После завтрака (который, впрочем, скорее смахивал на ранний обед) баронесса Корф отправилась навестить мать, с которой собиралась посоветоваться по поводу случившегося. К величайшей досаде Амалии, выяснилось, что незадолго до ее прихода Аделаида Станиславовна отправилась делать покупки, и дома остался один дядюшка Казимир, который был последним человеком на свете, у которого Амалия спросила бы совета.

Не то чтобы дядюшка был глуп как пень или даже как два пня – совсем напротив, он отличался редкой сообразительностью, но только в том, что касалось его драгоценной особы и его удовольствий. Больше всего на свете дядюшка Казимир любил хорошо поесть, со вкусом одеться и приволокнуться за женщинами. К тому же он был адски разборчив и признавал только дорогие и хорошие вещи, тонкие вина и красивые лица.
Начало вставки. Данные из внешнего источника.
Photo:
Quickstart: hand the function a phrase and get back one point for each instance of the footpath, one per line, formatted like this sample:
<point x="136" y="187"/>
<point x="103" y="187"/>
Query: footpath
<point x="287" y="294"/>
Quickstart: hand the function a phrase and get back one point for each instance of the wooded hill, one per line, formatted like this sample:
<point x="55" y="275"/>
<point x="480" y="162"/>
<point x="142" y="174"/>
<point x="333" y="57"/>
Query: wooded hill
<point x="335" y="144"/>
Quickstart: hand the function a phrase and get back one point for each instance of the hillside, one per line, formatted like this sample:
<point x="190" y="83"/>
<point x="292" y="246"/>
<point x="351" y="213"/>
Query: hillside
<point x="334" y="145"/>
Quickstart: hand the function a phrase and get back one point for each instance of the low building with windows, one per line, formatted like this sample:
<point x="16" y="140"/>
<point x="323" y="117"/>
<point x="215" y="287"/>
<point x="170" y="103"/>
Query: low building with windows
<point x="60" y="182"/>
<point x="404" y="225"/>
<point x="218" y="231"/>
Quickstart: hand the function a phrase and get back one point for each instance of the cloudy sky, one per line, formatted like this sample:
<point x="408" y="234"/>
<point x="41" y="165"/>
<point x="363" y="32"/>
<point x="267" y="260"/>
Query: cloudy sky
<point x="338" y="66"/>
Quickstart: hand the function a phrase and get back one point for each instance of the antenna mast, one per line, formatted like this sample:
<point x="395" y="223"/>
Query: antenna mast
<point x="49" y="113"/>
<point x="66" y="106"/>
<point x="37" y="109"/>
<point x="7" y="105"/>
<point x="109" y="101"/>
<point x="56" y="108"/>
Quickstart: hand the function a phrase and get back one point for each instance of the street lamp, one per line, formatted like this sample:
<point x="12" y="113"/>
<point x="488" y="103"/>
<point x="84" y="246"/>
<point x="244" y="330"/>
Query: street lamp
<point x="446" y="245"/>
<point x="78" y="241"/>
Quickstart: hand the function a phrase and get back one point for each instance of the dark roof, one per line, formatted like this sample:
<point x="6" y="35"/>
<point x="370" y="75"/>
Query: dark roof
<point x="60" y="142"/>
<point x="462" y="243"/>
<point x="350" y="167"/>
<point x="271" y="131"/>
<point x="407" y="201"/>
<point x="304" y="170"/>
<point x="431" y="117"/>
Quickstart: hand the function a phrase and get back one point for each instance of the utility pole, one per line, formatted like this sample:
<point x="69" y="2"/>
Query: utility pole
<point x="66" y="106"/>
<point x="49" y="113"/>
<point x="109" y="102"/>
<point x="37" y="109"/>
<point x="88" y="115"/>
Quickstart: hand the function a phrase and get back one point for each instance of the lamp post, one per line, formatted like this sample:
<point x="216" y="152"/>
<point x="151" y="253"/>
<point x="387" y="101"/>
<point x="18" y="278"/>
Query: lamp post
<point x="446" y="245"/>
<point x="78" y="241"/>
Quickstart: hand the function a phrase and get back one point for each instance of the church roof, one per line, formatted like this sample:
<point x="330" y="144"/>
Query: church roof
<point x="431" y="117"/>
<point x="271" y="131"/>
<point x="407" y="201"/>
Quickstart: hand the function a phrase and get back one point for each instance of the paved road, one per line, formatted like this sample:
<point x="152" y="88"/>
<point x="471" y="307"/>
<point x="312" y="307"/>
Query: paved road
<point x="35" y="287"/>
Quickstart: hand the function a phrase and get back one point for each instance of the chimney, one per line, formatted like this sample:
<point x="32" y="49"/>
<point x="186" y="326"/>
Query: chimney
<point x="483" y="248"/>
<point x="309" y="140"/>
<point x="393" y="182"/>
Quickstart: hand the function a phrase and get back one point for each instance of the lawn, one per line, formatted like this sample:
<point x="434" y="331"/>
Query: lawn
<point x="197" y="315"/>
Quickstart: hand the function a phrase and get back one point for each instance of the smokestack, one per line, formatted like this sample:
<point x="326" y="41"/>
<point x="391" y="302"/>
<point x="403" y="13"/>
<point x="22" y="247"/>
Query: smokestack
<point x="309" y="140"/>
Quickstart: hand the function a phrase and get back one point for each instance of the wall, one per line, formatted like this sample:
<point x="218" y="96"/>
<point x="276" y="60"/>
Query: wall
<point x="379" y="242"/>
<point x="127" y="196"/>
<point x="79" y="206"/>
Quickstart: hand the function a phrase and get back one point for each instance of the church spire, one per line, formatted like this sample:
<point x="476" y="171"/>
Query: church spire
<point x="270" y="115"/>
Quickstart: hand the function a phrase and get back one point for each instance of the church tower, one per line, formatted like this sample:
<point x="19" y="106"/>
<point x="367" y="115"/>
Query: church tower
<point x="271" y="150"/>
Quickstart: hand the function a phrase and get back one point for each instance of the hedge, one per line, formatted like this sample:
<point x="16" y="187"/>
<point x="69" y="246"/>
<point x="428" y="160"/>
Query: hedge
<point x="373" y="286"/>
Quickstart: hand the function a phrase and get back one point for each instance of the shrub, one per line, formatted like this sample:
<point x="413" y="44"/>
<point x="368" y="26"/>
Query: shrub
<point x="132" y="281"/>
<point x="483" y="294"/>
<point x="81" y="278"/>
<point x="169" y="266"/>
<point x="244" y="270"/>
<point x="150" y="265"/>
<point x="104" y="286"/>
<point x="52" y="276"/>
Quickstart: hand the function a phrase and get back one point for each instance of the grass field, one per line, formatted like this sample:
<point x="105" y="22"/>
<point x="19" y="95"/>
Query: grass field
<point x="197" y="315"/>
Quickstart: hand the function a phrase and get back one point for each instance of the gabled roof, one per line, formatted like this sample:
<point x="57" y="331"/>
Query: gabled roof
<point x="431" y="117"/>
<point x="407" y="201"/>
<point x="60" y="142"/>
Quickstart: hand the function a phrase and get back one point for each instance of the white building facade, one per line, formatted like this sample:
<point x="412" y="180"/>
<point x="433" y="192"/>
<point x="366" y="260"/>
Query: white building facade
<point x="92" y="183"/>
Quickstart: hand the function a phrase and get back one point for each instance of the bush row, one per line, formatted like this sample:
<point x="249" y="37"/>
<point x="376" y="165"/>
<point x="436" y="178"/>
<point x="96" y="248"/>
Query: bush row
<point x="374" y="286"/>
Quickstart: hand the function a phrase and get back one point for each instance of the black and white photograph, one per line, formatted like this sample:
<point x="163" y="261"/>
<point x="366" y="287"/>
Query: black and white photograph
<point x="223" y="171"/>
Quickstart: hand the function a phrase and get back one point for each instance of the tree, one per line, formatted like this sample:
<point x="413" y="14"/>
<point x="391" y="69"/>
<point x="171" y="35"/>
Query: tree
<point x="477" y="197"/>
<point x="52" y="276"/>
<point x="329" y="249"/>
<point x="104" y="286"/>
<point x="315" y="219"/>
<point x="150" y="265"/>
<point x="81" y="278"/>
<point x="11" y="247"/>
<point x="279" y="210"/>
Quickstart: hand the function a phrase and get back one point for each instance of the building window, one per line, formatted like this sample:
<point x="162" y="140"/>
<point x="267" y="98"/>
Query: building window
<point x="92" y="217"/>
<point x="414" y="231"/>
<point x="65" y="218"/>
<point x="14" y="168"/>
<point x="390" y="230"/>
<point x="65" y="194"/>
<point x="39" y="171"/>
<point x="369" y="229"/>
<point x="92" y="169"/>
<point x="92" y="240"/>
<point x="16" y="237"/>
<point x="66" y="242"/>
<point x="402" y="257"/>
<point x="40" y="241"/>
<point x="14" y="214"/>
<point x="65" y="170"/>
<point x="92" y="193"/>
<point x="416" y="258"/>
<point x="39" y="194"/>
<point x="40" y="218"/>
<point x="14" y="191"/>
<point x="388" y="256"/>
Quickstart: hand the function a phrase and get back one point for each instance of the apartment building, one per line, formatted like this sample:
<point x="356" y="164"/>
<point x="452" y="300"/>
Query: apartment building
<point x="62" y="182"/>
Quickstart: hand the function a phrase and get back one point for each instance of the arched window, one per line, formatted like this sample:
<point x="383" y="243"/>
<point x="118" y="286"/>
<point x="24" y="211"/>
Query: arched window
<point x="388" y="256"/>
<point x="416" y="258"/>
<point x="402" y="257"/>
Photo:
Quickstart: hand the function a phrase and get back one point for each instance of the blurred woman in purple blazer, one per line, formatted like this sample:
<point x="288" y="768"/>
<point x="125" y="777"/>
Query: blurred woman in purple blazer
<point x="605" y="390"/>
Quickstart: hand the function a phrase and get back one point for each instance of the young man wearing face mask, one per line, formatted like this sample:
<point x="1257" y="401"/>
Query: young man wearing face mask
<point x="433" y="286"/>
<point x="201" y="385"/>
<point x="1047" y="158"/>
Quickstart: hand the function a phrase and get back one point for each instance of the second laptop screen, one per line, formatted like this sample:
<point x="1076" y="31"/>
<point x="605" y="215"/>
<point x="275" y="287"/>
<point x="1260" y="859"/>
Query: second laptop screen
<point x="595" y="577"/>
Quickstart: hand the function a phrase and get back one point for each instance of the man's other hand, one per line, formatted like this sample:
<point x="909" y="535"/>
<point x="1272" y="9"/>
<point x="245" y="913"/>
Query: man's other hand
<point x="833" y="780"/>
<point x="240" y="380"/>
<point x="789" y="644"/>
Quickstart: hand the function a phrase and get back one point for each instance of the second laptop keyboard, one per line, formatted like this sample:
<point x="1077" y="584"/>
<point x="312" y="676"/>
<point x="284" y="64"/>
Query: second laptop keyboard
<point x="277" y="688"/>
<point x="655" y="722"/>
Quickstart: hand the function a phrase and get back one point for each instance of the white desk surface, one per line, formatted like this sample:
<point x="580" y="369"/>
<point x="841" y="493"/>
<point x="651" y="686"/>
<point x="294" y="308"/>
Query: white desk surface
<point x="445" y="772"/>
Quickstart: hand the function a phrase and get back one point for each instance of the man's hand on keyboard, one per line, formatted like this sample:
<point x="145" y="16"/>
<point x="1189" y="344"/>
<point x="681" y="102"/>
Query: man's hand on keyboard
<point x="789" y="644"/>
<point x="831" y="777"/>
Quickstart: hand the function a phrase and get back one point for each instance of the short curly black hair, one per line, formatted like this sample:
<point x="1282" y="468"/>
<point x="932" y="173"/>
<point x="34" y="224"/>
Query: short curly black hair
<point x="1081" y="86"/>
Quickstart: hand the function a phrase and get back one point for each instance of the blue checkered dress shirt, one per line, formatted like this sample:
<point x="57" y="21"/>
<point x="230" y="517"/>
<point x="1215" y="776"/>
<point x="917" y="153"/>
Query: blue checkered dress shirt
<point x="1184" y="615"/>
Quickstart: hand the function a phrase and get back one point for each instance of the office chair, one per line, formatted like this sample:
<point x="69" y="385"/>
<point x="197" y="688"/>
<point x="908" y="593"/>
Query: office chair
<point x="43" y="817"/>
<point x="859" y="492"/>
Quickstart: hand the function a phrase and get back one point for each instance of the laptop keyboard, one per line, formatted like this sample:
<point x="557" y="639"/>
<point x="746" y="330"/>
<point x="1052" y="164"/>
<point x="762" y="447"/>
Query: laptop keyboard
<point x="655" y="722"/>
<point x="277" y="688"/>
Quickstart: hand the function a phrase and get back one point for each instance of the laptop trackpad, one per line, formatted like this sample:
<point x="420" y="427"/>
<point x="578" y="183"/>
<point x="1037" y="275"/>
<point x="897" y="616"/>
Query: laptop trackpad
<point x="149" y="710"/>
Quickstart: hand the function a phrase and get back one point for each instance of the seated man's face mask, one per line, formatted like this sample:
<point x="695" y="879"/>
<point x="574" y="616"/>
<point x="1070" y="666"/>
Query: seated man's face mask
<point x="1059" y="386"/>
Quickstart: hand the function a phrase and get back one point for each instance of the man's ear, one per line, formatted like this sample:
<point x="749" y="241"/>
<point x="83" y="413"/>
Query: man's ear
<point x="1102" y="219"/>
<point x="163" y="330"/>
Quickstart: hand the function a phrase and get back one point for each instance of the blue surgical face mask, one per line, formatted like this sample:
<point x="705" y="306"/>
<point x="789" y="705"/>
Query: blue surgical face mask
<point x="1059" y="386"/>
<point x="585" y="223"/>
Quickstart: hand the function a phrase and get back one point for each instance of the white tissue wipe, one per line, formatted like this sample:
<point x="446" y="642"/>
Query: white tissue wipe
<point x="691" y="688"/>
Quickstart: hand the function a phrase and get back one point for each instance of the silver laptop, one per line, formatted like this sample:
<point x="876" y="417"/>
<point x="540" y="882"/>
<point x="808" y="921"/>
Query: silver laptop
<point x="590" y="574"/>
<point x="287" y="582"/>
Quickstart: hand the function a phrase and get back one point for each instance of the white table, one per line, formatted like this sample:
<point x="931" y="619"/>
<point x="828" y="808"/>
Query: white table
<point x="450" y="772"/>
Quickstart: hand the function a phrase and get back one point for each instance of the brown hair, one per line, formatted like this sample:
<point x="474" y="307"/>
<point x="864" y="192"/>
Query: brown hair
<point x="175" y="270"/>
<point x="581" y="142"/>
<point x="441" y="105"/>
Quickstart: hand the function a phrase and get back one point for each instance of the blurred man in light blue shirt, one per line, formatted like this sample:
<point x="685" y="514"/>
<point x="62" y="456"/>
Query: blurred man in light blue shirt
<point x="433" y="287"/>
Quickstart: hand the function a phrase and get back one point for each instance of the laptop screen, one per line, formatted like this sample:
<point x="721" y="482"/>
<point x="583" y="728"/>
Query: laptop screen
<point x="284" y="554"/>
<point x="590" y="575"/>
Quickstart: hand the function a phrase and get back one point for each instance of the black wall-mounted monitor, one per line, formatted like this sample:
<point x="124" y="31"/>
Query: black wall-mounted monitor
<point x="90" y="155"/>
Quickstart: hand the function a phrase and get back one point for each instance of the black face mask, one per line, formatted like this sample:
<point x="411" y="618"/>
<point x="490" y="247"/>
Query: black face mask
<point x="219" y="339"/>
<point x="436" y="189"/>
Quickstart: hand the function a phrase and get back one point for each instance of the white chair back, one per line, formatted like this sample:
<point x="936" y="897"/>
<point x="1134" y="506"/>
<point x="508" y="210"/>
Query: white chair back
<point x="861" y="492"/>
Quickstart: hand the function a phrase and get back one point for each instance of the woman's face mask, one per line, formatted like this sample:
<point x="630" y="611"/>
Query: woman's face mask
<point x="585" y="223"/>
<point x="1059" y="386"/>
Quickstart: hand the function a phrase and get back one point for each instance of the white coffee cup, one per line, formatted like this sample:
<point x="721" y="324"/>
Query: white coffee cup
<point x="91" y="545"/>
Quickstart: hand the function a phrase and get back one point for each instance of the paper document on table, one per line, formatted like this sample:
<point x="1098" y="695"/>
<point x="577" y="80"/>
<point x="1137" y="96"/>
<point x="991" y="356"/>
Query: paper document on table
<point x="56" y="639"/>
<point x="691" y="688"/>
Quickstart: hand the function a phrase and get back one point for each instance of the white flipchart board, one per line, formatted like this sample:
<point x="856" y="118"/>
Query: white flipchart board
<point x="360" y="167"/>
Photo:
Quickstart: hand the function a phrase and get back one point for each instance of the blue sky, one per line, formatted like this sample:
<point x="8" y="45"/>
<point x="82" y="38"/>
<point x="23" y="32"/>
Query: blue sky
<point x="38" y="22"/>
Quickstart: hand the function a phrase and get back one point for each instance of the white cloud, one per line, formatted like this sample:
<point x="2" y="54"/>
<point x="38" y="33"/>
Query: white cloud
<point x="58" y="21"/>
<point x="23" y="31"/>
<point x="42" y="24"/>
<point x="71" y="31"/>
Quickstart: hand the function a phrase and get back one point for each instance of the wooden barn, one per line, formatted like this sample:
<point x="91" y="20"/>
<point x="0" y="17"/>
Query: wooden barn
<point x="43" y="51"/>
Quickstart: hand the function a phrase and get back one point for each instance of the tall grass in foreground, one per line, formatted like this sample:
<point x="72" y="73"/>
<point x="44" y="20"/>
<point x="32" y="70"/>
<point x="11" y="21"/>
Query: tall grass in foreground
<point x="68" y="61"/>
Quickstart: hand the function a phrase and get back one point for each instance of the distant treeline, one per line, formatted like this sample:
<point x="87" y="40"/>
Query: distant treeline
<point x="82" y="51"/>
Одним словом, дядюшка жил на широкую ногу – что было бы вполне извинительно, живи он на свой счет; но в том-то и дело, что всю свою сознательную жизнь Казимир с непостижимой ловкостью заставлял остальных расплачиваться за себя. Он никогда нигде не служил, и Амалия сомневалась в том, что он был в состоянии самостоятельно заработать хотя бы копейку. Слова «служба», «труд», «обязанности» повергали дядюшку в ступор. Раньше при малейшем намеке на то, что хорошо бы ему поработать, а не сидеть на шее у своих близких, Казимир раздражался, хлопал дверью и исчезал из виду; но теперь он лишь смотрел на вас жалобными глазами, полными столь выразительной укоризны, что упреки застревали у вас в горле. Было, впрочем, еще одно слово, которого дядюшка боялся пуще огня, а именно – брак. Все, что было связано с законным супружеством, приводило Казимирчика в ужас, и он с непостижимой ловкостью избегал любых попыток своих пассий отвести себя к алтарю – а такие попытки, между прочим, предпринимались постоянно. Признаться, Амалия устала ломать себе голову над вопросом о том, какую ценность в глазах других женщин представлял этот эгоистичный, никчемный, слабохарактерный мотылек. Сама она не дала бы за него и полушки, но, увы, он как-никак был ее родственником, и с ним приходилось считаться.